Wednesday 5 August 2015

Eleanor Moran on How I wrote A Daughter’s Secret…

Today's guest blog is by author Eleanor Moran who when not writing moonlights as a TV Drama Executive In a previous life she also worked as a TV Executive. Her latest novel is A Daughter's Secret and she has been persuaded to tell Shots how the story came about.

I was running so fast down the grimy North London street that it almost felt like my heart could burst out of my chest, Alien style. I was no athlete - the only reason I was pelting down Archway’s Junction Road was because the much older man I’d been seeing - been obsessed with - liked to jog and lived nearby. He’d disappeared on me, ghosted his way out of my life, and I was so desperate to find out what had gone wrong that I was left here, chasing after a stranger who bore little resemblance to him, almost mad with grief.

I was eighteen years old at the time, and the man I was searching for was the latest in a string of older flames who should’ve come with health warnings stamped across their grizzled faces. This one, fortunately, was the last. The man who pushed me over the edge, and into therapy, where I learned that it wasn’t about any of them: it was all an attempt to understand the most painful relationship of all.

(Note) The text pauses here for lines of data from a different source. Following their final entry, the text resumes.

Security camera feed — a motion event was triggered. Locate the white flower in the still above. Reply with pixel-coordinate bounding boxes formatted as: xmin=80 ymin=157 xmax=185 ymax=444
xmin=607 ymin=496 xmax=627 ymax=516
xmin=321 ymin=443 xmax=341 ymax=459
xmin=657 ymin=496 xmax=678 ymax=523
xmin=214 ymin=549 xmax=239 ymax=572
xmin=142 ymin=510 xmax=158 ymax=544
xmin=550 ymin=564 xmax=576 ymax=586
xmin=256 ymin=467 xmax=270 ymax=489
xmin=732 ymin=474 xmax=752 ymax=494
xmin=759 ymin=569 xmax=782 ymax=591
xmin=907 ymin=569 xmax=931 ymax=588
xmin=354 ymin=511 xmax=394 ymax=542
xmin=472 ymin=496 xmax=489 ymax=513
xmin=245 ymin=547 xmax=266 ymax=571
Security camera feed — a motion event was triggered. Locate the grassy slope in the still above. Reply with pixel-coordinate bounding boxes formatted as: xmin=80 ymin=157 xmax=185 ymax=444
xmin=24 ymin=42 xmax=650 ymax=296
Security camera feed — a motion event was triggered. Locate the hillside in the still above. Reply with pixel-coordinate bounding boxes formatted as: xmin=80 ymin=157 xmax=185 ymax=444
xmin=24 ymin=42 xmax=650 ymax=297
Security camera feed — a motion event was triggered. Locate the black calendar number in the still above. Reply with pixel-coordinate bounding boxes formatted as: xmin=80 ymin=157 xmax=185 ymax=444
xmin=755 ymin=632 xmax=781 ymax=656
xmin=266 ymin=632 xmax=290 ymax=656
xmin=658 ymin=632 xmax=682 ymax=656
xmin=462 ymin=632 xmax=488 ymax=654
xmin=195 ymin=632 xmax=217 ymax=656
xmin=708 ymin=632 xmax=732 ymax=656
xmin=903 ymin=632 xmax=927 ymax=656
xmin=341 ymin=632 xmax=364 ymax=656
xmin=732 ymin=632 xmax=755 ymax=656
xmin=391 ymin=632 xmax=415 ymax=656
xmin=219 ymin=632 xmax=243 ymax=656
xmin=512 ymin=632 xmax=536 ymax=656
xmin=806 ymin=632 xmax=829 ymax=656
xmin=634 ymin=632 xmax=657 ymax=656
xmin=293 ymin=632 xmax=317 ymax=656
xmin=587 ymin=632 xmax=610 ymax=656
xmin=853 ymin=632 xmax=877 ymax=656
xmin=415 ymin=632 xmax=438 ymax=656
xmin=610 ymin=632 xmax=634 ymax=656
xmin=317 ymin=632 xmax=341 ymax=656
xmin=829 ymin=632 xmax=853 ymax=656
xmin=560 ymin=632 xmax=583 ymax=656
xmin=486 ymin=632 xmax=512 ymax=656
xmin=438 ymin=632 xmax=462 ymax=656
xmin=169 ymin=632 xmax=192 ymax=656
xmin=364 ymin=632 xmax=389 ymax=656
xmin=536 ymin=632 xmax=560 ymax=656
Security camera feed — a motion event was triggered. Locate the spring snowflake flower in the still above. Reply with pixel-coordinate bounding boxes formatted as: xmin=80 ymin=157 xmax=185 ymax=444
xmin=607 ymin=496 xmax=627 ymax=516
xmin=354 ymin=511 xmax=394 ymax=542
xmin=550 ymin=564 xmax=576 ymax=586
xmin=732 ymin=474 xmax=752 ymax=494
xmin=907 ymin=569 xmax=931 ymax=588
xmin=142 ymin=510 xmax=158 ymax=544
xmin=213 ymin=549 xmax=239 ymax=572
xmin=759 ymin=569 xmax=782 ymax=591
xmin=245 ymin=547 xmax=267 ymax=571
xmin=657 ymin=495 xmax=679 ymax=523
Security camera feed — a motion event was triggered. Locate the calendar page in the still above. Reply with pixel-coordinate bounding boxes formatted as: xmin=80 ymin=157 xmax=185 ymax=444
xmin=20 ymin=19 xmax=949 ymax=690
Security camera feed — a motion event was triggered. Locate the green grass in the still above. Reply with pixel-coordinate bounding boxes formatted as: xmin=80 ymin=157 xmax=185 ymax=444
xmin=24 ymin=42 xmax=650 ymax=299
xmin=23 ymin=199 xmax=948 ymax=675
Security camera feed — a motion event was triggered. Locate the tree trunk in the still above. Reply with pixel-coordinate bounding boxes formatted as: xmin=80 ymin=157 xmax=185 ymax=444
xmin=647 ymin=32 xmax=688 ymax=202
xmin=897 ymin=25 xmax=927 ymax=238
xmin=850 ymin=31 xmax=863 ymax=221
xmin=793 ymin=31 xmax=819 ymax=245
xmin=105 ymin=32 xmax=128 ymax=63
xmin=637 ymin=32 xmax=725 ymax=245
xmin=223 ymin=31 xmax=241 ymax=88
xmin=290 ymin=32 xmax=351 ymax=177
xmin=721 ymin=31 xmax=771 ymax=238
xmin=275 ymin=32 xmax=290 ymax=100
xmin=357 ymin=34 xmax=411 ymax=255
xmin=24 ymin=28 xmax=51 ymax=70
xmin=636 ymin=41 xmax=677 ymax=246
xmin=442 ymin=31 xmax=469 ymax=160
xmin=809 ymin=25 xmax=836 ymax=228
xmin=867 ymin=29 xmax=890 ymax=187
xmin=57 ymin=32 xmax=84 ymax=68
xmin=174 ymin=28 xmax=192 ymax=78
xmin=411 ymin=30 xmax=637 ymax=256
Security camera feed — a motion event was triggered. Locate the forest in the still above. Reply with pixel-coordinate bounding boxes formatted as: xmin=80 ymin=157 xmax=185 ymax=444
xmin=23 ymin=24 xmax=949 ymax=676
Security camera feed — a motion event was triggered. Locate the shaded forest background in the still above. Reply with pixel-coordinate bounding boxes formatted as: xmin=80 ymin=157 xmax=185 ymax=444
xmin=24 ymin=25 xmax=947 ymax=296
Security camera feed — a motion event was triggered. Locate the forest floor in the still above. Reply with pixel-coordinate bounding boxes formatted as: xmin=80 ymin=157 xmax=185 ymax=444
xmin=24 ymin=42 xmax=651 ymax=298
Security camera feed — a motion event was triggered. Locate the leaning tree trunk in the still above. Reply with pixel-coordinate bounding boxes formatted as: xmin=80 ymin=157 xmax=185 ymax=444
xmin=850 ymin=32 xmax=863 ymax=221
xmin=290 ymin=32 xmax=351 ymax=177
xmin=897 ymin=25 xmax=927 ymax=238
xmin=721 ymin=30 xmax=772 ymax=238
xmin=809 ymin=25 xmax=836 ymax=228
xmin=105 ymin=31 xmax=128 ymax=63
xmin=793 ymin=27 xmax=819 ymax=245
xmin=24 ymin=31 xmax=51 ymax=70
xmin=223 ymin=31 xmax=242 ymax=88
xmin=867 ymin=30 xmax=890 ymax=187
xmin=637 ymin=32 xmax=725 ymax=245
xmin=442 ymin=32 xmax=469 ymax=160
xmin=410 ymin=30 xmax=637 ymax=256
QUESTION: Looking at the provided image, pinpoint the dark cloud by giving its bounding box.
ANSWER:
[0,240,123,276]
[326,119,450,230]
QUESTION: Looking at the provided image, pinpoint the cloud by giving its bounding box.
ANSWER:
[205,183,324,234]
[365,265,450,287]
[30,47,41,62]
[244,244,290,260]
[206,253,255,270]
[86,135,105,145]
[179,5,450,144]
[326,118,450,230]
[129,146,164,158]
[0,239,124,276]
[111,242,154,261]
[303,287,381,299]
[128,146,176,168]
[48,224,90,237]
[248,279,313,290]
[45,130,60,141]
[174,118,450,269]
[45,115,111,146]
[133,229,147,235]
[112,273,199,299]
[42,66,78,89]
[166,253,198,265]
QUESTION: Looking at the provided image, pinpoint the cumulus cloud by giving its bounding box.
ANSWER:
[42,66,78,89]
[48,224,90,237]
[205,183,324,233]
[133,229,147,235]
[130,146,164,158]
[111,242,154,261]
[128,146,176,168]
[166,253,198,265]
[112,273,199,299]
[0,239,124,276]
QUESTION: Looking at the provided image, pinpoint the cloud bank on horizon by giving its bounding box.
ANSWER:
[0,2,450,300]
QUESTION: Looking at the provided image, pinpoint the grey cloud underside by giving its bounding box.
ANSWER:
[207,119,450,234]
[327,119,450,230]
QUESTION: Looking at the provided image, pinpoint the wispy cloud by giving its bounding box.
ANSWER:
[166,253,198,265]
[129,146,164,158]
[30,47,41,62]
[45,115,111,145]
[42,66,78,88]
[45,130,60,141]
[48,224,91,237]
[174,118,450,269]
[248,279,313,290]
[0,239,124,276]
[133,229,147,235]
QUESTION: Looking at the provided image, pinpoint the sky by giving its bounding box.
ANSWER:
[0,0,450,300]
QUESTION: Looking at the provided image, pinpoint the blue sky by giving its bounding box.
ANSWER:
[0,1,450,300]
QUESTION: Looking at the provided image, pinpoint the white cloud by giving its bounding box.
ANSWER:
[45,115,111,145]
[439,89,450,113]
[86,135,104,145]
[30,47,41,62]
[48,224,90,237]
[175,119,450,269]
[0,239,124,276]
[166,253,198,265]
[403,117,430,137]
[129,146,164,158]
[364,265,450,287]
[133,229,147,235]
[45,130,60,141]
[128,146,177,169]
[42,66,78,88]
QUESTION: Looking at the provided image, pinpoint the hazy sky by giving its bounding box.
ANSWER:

The one with my complex, mercurial father.

A Daughter’s Secret, my latest novel, is about how this relationship can define so much of a woman’s life, for good or ill. My heroine, Mia, is a thirty something psychotherapist who looks from the outside like she’s got it all sussed. She’s got a string of letters after her name, a silver fox of a boyfriend - but when thirteen-year-old Gemma Vine walks through the door of her treatment room her stage-managed life starts to fall apart. Gemma was the last person to see her father before he went on the run, fleeing from a major criminal trial. Mia’s there to provide support, but soon the police come knocking, wanting her to secretly elicit information and feed it back. Mia’s past means she’s either the perfect person to help Gemma or the absolute opposite. As the memories of her relationship with her own father start to plague and torment her, she puts herself in terrible danger, prepared to do whatever it takes to help her troubled and manipulative client.

For me, psychotherapy was a lifesaver. I grew up adoring my unpredictable father, and forgiving him his long, painful absences from my life. He was someone who struggled to live a normal life, never marrying or holding down a job. The school holidays I spent with him were precious to me, but his behaviour was erratic and dangerous. When I was ten, he burnt the house down, leaving us to escape from a top floor window, minutes away from asphyxiation. With no home to visit him in, our relationship became even more fractured and complicated. The scars were deep, and psychotherapy gave me the courage to take a time out and give myself the space to heal rather than keep perpetuating the past like it was a choose your own adventure book, always hoping that this time I’d discover a happier ending.

Wrapping up these themes in a muscular crime thriller was a whole new challenge. My earlier novels have had mysteries contained in them, but ones that have largely been driven by emotion. Now I had to work out how a police investigation could push the story forward. Luckily my second job is as an executive producer for TV drama. I was at the BBC for many years, working on everything from Rome to New Tricks to Spooks. Much of my work involves coming up with ideas for new shows, or spotting books to adapt, and I’m experienced in helping screen writers craft a taut plot.

I’d made a legal thriller with Suranne Jones in 2013, Lawless, and met the most extraordinary criminal barrister in the process. Caroline Haughey is a leading expert on people trafficking, leading multi-million pound trials and putting away criminals who have committed sickening crimes. On the side, she offers her services as a story consultant (Mark Billingham’s latest book is dedicated to her). She directed me towards the case of a crime lord who is hiding in plain sight. Despite numerous trials and repeated Sunday Times investigations, he’s still walking the streets. I was even more interested in the people who give such criminals a veneer of respectability, so I made Gemma’s dad a top flight accountant (as Caroline pointed out, the police ultimately snared Al Capone for his dodgy financial dealings). I didn’t want Gemma’s dad to be an out and out villain - I wanted to create a more complicated character that no-one - not the police, not Mia - could get a handle on. These are the characters I want to watch or read about, whether it’s Don Draper or Walter White.

Both Gemma and Mia have to lose their illusions about their fathers to make it to the other side. The same was true for me, and I did ultimately find a fragile kind of peace with my father (he died when I was in my mid-twenties). I hope that creating Mia out of my experiences might demystify therapy for a few of my readers, and help them to befriend the ghosts which can haunt us from deep in our distant pasts. I’m using her for my next book, publishing next summer: bringing that kind of psychological intensity to a crime plot hopefully makes for a compelling mix.

A Daughter’s Secret by Eleanor Moran is published 6th August by Simon & Schuster, price £7.99 in paperback.